Veröffentlicht am: 31.10.2021 von Fachanwaltskanzlei für Benden

Testamentsvollstrecker muss Anweisungen der Erben befolgen

Der Testamentvollstrecker muss den Anweisungen des Erblassers Folge leisten. Ansonsten können die Erbberechtigten den Testamentvollstrecker entlassen.

Entlassung eines Testamentsvollstreckers: Nicht befolgte Anweisungen

Rechtsanwalt Benden, Fachanwalt für Erbrecht und Testamentsvollstrecker, bloggt für Sie aus dem Erbrecht:

Entlassung eines Testamentsvollstreckers

Der Testamentvollstrecker muss den Anweisungen des Erblassers Folge leisten. Ansonsten können die Erbberechtigten den Testamentvollstrecker entlassen. OLG Rostock, 25.07.2018 (3 W 158/17)

Was ist ein Testamentvollstrecker?

Der Testamentvollstrecker erfüllt die Aufgaben, die der Erblasser ihm in seinem Testament aufgibt. Der Testamentvollstrecker verwaltet den Nachlass und hat die „Erbauseinandersetzung“ zu bewirken.
Der Testamentvollstrecker muss ein Nachlassverzeichnis anfertigen.

  • Der Testamentvollstrecker erhält dafür Geld.

Wann kann jemand einen Testamentvollstrecker entlassen?

Der Testamentvollstrecker muss einen sog. „groben Fehler“ machen (§ 2227 BGB). Ob ein Testamentvollstrecker entlassen werden kann, hängt immer vom Einzelfall ab.

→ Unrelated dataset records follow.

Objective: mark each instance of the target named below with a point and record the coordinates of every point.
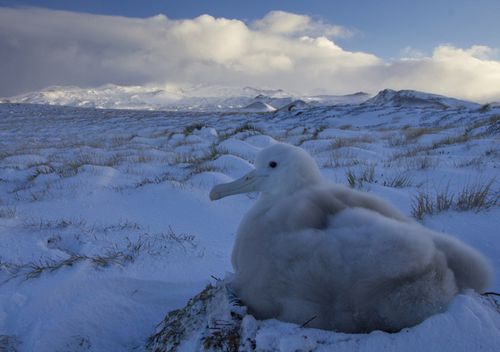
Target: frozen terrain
(106, 225)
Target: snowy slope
(411, 98)
(197, 98)
(106, 225)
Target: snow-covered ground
(106, 225)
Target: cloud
(285, 23)
(282, 50)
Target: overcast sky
(446, 49)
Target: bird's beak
(247, 183)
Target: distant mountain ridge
(412, 98)
(199, 98)
(221, 98)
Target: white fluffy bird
(346, 259)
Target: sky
(306, 47)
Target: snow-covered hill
(412, 98)
(199, 98)
(106, 225)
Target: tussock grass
(366, 175)
(458, 139)
(338, 142)
(152, 244)
(472, 197)
(410, 135)
(400, 180)
(191, 128)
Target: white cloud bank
(41, 47)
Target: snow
(106, 225)
(184, 98)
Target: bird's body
(347, 260)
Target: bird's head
(279, 170)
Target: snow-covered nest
(215, 320)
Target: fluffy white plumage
(311, 249)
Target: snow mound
(295, 105)
(216, 320)
(412, 98)
(258, 106)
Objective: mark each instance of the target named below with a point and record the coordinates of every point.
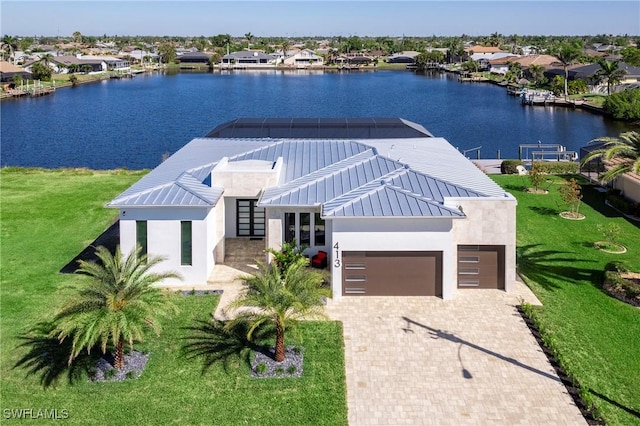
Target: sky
(303, 18)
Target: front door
(249, 219)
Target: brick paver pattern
(425, 361)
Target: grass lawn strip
(48, 217)
(595, 334)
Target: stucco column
(274, 230)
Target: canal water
(133, 123)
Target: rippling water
(132, 123)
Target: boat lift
(528, 153)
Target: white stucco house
(399, 211)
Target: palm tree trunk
(279, 355)
(118, 361)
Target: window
(186, 246)
(289, 227)
(141, 236)
(305, 229)
(318, 230)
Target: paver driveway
(471, 360)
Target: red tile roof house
(398, 211)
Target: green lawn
(598, 337)
(50, 216)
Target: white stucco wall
(163, 239)
(394, 234)
(489, 222)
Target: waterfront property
(248, 58)
(398, 211)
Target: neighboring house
(546, 61)
(194, 58)
(588, 73)
(62, 64)
(248, 58)
(8, 71)
(304, 59)
(501, 66)
(138, 55)
(406, 57)
(398, 211)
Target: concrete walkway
(425, 361)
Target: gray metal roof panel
(437, 158)
(389, 201)
(302, 157)
(197, 154)
(330, 182)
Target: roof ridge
(307, 180)
(386, 186)
(374, 184)
(179, 183)
(140, 193)
(438, 179)
(245, 153)
(422, 198)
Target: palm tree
(625, 149)
(285, 45)
(10, 44)
(567, 54)
(537, 72)
(280, 299)
(249, 37)
(117, 306)
(610, 72)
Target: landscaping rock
(134, 364)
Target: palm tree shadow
(545, 211)
(214, 342)
(49, 358)
(631, 411)
(548, 267)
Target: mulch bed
(134, 364)
(570, 383)
(290, 367)
(620, 294)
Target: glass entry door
(249, 219)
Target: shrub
(624, 105)
(571, 193)
(288, 254)
(508, 167)
(610, 231)
(619, 202)
(616, 266)
(536, 174)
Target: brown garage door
(385, 273)
(481, 267)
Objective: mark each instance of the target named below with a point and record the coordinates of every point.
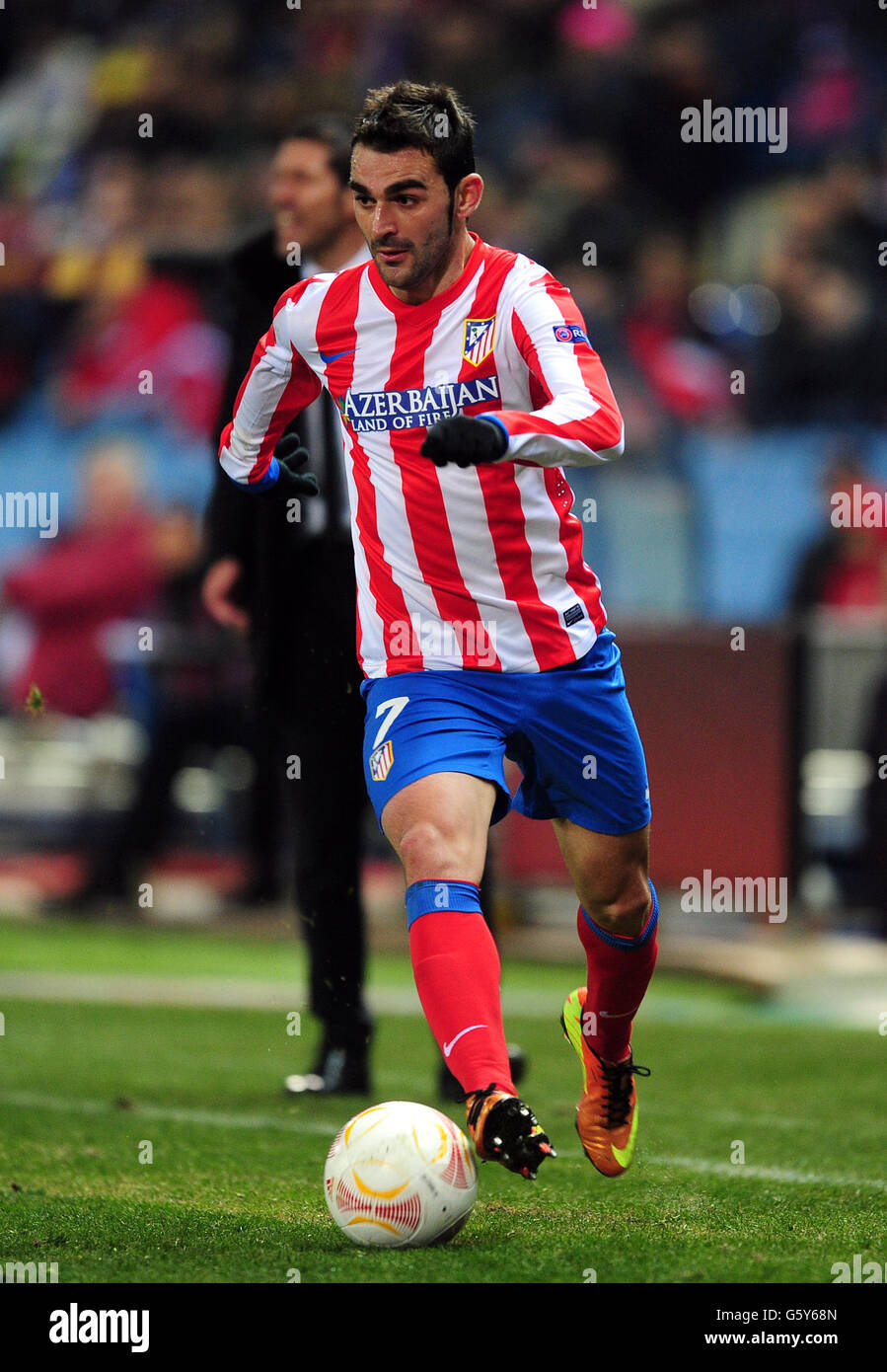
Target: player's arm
(277, 387)
(576, 422)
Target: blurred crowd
(134, 137)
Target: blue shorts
(570, 731)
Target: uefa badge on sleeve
(381, 760)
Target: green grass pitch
(233, 1192)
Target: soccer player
(465, 383)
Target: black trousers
(310, 686)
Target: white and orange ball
(401, 1175)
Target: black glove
(465, 440)
(289, 482)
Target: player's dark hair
(428, 116)
(334, 133)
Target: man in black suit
(309, 708)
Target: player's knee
(428, 851)
(623, 908)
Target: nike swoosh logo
(449, 1047)
(333, 357)
(624, 1156)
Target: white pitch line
(243, 994)
(217, 1118)
(743, 1169)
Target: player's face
(309, 200)
(402, 206)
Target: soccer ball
(401, 1175)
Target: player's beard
(426, 263)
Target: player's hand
(291, 479)
(465, 440)
(215, 594)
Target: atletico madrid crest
(480, 337)
(381, 760)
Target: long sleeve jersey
(476, 567)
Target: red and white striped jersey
(474, 567)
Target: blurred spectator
(109, 567)
(847, 567)
(199, 679)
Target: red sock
(619, 974)
(457, 975)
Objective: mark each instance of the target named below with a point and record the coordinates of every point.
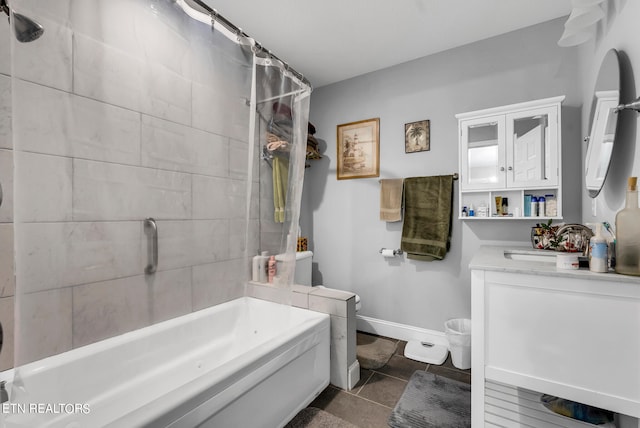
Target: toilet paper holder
(397, 252)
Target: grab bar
(151, 230)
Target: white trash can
(459, 336)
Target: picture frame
(358, 145)
(417, 136)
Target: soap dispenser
(598, 254)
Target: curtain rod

Folgende Beispiele rechtfertigen die Entlassung des Testamentsvollstreckers:

  • Der Testamentvollstrecker muss unfähig sein, seinen Aufgaben nachzukommen.
  • Der Testamentvollstrecker braucht zu lange für das Nachlassverlassverzeichnis.
  • Der Testamentvollstrecker kommt seinen Aufgaben trotz Aufforderungen nicht nach.
  • Vertrauen zu dem Testamentvollstrecker reicht nicht aus.

Wer kann den Testamentvollstrecker entlassen?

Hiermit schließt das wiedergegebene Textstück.